Les ministères d'après Paul : Le seul verset 28 de 1 Cor. 12 en fournit toute une liste : "Dieu a établi dans l'église premièrement des apôtres, deuxièmement des prophètes, troisièmement des docteurs (enseignants), ensuite, il y a des miracles, dons de guérir, secourir, gouverner, parler en langues".

Le ministère de Paul, vu par lui-même : "apporter une parole de révélation, de connaissance, de prophétie, d'enseignement" (1 Cor. 14,6). Paul et Timothée sont aussi "douloi", serviteurs, esclaves, de Jésus-Christ (Phillipiens 1,1).

Conclusion

Il n'y a pas de hiérarchie qui institue des ministères, mais un peuple élu qui s'organise et reconnaît, voire se donne, des ministères. Cette reconnaissance donne l'autorité nécessaire à ceux qui en sont chargés.

Le prêtre juif semble disparaître au profit de l'ancien.
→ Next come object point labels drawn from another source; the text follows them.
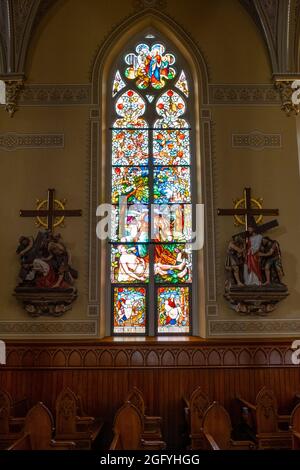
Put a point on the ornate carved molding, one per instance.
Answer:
(219, 94)
(230, 94)
(258, 327)
(143, 4)
(55, 95)
(49, 328)
(256, 140)
(283, 85)
(13, 141)
(13, 87)
(130, 355)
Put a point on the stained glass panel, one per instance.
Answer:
(129, 147)
(172, 184)
(130, 182)
(129, 309)
(182, 84)
(171, 147)
(130, 106)
(118, 84)
(173, 305)
(129, 263)
(170, 106)
(173, 263)
(172, 222)
(151, 65)
(129, 223)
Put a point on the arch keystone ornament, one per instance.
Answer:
(46, 278)
(288, 87)
(254, 272)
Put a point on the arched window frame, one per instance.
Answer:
(150, 116)
(98, 307)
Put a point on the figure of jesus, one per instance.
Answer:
(252, 269)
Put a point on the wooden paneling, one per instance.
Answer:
(102, 373)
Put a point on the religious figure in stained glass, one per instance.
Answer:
(173, 309)
(151, 222)
(129, 263)
(150, 66)
(129, 309)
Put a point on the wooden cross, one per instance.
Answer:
(249, 213)
(50, 213)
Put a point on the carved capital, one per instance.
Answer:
(286, 91)
(13, 87)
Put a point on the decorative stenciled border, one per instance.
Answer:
(55, 95)
(219, 94)
(255, 327)
(138, 355)
(256, 140)
(234, 94)
(13, 141)
(48, 328)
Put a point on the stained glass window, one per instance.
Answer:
(151, 259)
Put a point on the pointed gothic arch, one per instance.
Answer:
(100, 163)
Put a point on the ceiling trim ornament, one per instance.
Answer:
(284, 85)
(13, 86)
(143, 4)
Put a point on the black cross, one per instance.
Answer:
(249, 213)
(50, 213)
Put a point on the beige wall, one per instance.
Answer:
(62, 53)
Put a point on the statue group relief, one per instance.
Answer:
(253, 266)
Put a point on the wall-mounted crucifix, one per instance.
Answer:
(52, 211)
(252, 209)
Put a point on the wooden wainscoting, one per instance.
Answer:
(102, 373)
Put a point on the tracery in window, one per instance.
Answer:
(151, 226)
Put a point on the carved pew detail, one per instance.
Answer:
(10, 426)
(38, 431)
(151, 424)
(195, 408)
(217, 430)
(83, 430)
(128, 431)
(295, 427)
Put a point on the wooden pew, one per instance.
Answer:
(152, 424)
(38, 431)
(128, 431)
(10, 425)
(295, 427)
(71, 422)
(283, 420)
(267, 420)
(194, 410)
(216, 428)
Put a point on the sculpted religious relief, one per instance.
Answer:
(46, 278)
(253, 267)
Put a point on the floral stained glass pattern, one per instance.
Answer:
(129, 147)
(129, 263)
(172, 184)
(129, 310)
(118, 84)
(129, 223)
(130, 106)
(182, 84)
(170, 106)
(130, 183)
(173, 263)
(151, 217)
(172, 222)
(150, 65)
(173, 310)
(171, 147)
Les prophètes constituent la seule catégorie juive conservée par les églises.

Les apôtres disparaissent très vite au profit des anciens, des diacres, des évêques. Les " anciens " font fonction de prédicateurs et sans doute d'administrateurs.

Le ministère le plus proche de celui du pasteur en paroisse d'aujourd'hui semble être celui d' "ancien " dans le sens d'évêque (Actes 20,28 : "faire paître le troupeau").
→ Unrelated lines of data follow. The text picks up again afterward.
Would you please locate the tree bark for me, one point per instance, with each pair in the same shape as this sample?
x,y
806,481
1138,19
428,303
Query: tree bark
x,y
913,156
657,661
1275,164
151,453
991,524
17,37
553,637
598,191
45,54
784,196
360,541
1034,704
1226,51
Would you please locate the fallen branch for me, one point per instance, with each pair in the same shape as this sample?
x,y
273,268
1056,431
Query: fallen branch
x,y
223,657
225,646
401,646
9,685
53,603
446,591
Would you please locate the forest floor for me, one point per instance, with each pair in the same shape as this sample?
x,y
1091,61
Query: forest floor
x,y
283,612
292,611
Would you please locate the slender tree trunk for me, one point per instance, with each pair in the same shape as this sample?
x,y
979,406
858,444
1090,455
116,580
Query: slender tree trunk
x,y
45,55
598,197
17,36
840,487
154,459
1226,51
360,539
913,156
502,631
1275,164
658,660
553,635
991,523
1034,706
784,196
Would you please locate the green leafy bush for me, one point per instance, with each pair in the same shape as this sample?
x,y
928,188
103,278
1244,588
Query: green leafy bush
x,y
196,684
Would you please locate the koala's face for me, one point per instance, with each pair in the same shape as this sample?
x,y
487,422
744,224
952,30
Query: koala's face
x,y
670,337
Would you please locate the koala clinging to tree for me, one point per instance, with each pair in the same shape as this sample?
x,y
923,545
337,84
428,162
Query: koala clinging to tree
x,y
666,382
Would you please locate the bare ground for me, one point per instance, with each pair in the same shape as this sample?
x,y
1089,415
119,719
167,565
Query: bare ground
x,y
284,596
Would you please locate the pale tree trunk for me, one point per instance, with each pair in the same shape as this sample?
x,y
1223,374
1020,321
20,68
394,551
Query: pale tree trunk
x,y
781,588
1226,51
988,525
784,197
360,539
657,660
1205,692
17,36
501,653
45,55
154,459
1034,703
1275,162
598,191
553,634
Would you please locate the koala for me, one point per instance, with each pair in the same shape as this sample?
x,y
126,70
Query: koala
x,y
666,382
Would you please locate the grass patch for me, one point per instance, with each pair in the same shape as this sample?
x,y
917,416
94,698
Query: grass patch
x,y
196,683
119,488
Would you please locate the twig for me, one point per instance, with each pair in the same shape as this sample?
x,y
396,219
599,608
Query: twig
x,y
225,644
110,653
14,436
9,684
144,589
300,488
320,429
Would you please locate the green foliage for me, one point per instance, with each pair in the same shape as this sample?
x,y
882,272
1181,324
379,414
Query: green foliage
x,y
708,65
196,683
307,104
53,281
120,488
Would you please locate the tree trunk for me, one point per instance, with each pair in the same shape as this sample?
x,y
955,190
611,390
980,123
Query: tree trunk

D'après Paul le "gouvernement" vient en queue de liste des ministères qu'il connaît, juste avant le " parler en langue ".
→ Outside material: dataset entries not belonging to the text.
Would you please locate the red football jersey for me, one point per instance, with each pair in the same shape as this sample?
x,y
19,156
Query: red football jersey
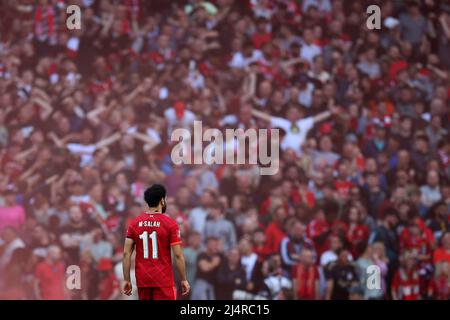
x,y
153,235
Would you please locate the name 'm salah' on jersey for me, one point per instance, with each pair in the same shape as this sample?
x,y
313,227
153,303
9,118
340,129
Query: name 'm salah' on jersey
x,y
154,234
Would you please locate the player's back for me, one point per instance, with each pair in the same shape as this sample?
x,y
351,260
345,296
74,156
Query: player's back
x,y
154,234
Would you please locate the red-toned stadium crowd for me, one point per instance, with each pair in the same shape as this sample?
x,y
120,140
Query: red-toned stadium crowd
x,y
358,210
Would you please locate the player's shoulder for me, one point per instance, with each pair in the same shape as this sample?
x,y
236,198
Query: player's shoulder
x,y
136,219
169,220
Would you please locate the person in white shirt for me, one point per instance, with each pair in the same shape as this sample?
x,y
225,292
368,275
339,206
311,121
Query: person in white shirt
x,y
321,5
296,129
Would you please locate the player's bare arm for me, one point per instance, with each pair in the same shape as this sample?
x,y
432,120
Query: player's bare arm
x,y
127,252
181,267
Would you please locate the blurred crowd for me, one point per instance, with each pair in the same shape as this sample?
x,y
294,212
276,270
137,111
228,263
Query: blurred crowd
x,y
358,210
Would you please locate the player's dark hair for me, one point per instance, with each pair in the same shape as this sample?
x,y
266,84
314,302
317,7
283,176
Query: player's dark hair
x,y
154,194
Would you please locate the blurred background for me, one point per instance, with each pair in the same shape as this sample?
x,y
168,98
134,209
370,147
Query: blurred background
x,y
85,123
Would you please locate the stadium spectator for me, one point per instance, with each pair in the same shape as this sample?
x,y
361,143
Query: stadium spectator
x,y
86,118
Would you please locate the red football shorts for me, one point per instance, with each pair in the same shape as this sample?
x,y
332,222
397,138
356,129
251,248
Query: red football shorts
x,y
157,293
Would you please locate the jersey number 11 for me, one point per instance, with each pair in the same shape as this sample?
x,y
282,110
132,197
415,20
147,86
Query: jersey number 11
x,y
144,236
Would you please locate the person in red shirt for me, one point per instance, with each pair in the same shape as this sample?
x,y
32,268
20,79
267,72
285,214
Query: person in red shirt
x,y
153,234
406,282
306,277
261,36
443,253
108,287
319,230
50,276
357,232
439,287
274,232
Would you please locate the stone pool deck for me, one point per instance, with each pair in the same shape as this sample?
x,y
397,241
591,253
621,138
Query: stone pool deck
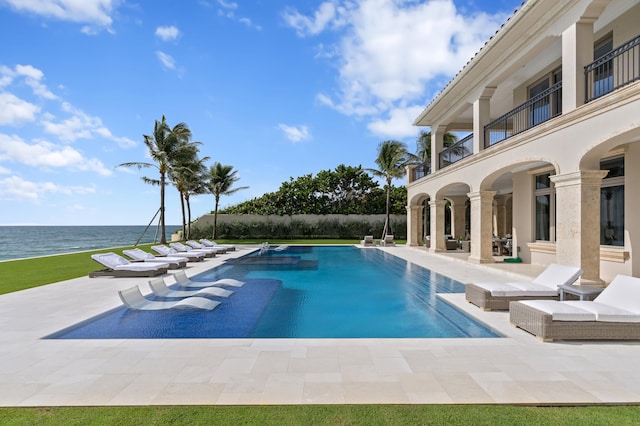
x,y
516,369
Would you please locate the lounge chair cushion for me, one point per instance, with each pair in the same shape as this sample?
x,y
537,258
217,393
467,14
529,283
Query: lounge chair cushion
x,y
555,275
623,292
560,311
605,313
119,263
517,289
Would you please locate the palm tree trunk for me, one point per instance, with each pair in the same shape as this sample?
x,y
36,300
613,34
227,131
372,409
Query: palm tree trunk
x,y
387,224
163,235
186,197
184,220
215,217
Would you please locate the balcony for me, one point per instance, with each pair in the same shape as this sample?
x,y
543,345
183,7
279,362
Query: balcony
x,y
456,152
535,111
420,171
614,70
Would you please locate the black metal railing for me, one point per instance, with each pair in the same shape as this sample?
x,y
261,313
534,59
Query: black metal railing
x,y
614,70
421,170
456,152
535,111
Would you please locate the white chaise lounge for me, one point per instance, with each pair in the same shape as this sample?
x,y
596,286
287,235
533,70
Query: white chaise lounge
x,y
612,315
160,288
140,255
496,296
181,248
118,266
388,241
133,299
209,243
368,241
197,246
168,251
184,281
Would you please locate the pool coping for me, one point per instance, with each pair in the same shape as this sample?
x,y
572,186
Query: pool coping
x,y
516,369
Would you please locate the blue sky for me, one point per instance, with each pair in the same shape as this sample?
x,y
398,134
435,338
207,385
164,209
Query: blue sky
x,y
275,88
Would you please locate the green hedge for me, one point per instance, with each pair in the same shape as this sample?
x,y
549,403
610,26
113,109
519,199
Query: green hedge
x,y
296,229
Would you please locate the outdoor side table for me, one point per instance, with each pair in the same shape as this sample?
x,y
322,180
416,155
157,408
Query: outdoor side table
x,y
584,292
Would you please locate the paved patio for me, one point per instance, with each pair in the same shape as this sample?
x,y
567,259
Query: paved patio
x,y
515,369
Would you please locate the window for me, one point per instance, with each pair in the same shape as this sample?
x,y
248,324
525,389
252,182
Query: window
x,y
603,73
612,202
544,208
545,104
Nous constatons une extrême diversité des ministères, une certaine profusion même, leur adaptation en fonction de l'évolution, de la constitution en Eglise des adeptes du Christ, des contextes culturels, leur complémentarité. Voilà un bel encouragement à ne pas nous enfermer dans des catégories qui seraient immuables mais à faire preuve de souplesse et d'imagination !

Ernest Winstein
(mars 1996 / mars 2006)



Eléments de bibliographie :
Hans Conzelmann, Grundriss der Théologie des Neuen Testaments, München, 1967. Traduction française : Théologie du Nouveau Testament, Paris et Genève, 1969.
H. Conzelmann et A. Lindemann, Guide pour l'étude du Nouveau Testament, trad. de l'allemand, Genève, 1999.
Etienne Trocmé, Quatre Evangiles, une seule foi, Paris, 2000.